Turn off the launcher's animations to reduce CPU and GPU load on older machines. What Potato Mode actually changes and what it doesn't.

Updated: May 2026

What Potato Mode actually does

Potato PC mode is GDLauncher's reduced-motion setting. Under the hood it's a single boolean (called reducedMotion internally) that adds a CSS class to the root of the UI; styles attached to that class disable animations and transitions everywhere in the launcher.

Concretely: button hover effects, panel slide-ins, opacity fades, the spinning download progress indicators, and the splash animations all stop animating. The UI becomes snappy and static.

What it doesn't do

Potato Mode is launcher-side only. It doesn't change anything about Minecraft itself: not the render distance, not the FPS, not the mods that load, not how much RAM gets allocated.
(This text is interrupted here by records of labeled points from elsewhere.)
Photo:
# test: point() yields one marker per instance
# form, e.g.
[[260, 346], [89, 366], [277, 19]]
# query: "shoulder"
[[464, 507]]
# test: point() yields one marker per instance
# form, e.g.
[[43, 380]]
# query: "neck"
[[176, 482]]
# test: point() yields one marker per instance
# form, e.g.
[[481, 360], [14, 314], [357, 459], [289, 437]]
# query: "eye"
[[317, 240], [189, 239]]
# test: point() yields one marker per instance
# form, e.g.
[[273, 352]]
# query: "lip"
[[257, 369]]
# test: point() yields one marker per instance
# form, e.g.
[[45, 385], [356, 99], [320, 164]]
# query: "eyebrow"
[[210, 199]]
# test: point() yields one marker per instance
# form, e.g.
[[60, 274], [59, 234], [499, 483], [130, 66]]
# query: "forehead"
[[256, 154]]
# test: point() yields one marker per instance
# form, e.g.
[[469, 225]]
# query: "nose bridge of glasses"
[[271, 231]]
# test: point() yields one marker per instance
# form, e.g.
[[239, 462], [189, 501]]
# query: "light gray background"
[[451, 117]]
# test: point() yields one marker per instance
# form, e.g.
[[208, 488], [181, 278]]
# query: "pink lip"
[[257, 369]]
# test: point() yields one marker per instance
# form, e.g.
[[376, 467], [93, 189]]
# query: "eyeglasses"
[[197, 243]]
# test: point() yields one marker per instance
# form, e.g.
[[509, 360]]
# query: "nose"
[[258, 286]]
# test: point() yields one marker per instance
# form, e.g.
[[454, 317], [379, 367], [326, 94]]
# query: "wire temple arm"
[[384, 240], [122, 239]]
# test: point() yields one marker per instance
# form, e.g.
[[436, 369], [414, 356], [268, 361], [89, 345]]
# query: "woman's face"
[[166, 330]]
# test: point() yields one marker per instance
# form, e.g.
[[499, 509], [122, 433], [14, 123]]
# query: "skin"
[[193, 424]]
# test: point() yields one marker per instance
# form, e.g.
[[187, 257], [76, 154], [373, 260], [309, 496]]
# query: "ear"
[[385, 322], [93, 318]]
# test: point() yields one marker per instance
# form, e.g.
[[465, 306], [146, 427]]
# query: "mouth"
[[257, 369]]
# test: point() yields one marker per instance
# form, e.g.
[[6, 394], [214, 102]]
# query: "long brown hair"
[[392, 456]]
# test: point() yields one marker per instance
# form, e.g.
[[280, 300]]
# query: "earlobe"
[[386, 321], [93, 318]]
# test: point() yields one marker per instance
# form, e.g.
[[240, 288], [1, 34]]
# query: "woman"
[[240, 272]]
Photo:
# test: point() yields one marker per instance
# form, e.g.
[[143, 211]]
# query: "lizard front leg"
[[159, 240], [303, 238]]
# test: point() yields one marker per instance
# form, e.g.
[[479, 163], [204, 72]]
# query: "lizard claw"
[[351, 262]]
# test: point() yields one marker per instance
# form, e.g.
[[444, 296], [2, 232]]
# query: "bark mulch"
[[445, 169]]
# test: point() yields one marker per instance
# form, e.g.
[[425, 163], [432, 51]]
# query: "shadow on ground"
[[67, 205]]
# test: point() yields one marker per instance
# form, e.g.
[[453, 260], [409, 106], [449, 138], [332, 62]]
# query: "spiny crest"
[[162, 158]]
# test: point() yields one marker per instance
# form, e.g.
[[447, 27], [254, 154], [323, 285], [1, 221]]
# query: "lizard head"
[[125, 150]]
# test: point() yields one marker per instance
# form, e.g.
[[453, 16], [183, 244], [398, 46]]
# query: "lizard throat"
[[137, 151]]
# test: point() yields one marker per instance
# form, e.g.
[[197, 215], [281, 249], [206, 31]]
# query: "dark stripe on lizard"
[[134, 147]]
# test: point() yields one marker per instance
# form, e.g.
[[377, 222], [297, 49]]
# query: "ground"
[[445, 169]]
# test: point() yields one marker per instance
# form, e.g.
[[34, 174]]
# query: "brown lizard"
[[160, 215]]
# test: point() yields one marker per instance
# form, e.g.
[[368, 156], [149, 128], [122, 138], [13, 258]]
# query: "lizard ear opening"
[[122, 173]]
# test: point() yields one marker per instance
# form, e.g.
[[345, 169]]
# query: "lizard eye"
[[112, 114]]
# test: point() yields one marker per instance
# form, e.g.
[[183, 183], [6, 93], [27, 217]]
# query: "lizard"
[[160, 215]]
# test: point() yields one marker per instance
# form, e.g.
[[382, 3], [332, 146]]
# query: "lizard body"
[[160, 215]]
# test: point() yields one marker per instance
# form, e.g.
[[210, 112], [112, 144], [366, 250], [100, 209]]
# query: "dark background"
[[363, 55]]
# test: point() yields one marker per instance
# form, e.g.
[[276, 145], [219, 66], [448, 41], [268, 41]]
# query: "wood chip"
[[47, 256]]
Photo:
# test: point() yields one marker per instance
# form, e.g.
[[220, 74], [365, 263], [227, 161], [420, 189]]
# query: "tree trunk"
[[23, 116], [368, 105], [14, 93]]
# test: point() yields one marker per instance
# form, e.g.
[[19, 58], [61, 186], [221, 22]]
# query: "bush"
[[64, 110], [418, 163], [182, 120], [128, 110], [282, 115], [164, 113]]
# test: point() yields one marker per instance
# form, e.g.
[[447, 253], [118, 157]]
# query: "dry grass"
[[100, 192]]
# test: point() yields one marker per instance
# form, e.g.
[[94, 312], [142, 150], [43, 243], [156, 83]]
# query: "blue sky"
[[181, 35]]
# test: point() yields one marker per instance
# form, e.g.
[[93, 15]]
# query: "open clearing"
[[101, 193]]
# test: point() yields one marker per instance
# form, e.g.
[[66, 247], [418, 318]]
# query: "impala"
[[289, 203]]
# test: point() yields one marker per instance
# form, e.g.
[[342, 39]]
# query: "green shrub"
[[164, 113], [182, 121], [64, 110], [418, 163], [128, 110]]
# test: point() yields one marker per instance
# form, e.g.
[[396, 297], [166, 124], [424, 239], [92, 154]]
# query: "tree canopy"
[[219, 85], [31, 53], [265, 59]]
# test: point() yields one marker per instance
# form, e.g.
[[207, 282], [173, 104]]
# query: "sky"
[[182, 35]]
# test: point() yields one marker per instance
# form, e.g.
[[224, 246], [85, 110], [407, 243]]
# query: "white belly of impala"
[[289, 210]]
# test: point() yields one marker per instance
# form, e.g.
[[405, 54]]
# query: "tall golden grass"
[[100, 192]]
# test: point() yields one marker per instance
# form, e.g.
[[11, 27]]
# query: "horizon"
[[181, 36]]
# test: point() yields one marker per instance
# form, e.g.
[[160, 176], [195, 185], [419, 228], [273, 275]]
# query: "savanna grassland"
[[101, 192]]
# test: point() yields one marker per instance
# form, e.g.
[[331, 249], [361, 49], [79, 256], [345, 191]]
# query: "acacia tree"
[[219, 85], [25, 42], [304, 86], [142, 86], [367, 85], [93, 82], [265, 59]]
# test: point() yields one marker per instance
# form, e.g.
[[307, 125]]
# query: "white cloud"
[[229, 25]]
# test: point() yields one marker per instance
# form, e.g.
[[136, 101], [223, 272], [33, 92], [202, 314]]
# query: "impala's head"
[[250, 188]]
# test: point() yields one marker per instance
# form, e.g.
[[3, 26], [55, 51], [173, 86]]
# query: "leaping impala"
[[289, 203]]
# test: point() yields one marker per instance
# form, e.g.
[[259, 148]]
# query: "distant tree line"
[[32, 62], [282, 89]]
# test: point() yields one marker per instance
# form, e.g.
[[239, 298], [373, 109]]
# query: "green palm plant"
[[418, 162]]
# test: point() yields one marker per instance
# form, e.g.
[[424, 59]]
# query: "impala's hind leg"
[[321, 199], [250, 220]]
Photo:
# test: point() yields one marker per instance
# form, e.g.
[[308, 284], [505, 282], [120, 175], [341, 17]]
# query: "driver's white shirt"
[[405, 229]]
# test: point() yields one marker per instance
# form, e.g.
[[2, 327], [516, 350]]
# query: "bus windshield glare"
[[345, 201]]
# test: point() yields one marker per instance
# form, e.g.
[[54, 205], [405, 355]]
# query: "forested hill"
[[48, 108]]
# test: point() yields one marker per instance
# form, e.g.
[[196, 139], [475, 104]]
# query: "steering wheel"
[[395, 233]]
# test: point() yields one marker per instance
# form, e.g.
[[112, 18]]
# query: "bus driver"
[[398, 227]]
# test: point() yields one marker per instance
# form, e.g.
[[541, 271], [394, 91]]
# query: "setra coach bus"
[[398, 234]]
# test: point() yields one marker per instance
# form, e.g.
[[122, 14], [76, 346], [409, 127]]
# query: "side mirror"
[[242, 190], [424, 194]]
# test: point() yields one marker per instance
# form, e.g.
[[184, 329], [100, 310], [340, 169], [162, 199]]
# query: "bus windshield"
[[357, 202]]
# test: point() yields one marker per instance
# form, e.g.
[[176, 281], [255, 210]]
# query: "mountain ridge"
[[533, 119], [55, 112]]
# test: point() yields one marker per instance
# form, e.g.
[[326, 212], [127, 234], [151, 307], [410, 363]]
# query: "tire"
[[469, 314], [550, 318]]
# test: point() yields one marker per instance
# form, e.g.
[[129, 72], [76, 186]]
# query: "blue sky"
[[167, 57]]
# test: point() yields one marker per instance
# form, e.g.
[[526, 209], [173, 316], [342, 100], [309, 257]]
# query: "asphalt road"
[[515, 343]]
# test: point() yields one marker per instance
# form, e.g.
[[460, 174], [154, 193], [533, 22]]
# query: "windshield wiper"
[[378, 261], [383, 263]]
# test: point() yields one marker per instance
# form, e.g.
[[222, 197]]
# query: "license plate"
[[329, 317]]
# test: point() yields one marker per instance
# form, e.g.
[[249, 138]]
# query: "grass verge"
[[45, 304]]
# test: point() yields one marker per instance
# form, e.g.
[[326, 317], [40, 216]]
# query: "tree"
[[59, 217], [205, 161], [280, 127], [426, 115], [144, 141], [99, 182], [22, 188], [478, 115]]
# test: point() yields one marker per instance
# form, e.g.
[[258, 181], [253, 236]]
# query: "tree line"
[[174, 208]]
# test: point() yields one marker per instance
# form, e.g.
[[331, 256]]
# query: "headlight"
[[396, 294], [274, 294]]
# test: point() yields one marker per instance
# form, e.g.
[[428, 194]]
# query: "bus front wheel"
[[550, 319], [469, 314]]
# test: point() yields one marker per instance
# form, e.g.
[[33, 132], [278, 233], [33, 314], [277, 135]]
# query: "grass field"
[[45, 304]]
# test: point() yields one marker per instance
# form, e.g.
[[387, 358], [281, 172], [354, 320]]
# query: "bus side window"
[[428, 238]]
The toggle is purely about the launcher's chrome.

If your Minecraft is the problem (low FPS in-game, stuttering), Potato Mode won't help; you'll want to look at performance mods, RAM allocation, or Minecraft's own video settings.

When it's worth turning on

  • Older hardware where Electron itself struggles. Discord, Slack, and similar Electron apps feel sluggish? The launcher will too. Potato Mode helps.
  • Battery savings on laptops. Animations consume GPU. Static UI consumes nearly none.
  • Accessibility, reduced motion preference. Some people get motion sickness or distraction from UI animations.

Does it follow my OS reduced-motion setting?

Currently it's a separate toggle. macOS, Windows, and most Linux desktops have a system-wide "reduce motion" accessibility setting, GDLauncher doesn't read that yet. If you want motion off, flip the launcher's toggle yourself.

Reverting

Flip the same toggle off. Animations return immediately, no restart needed.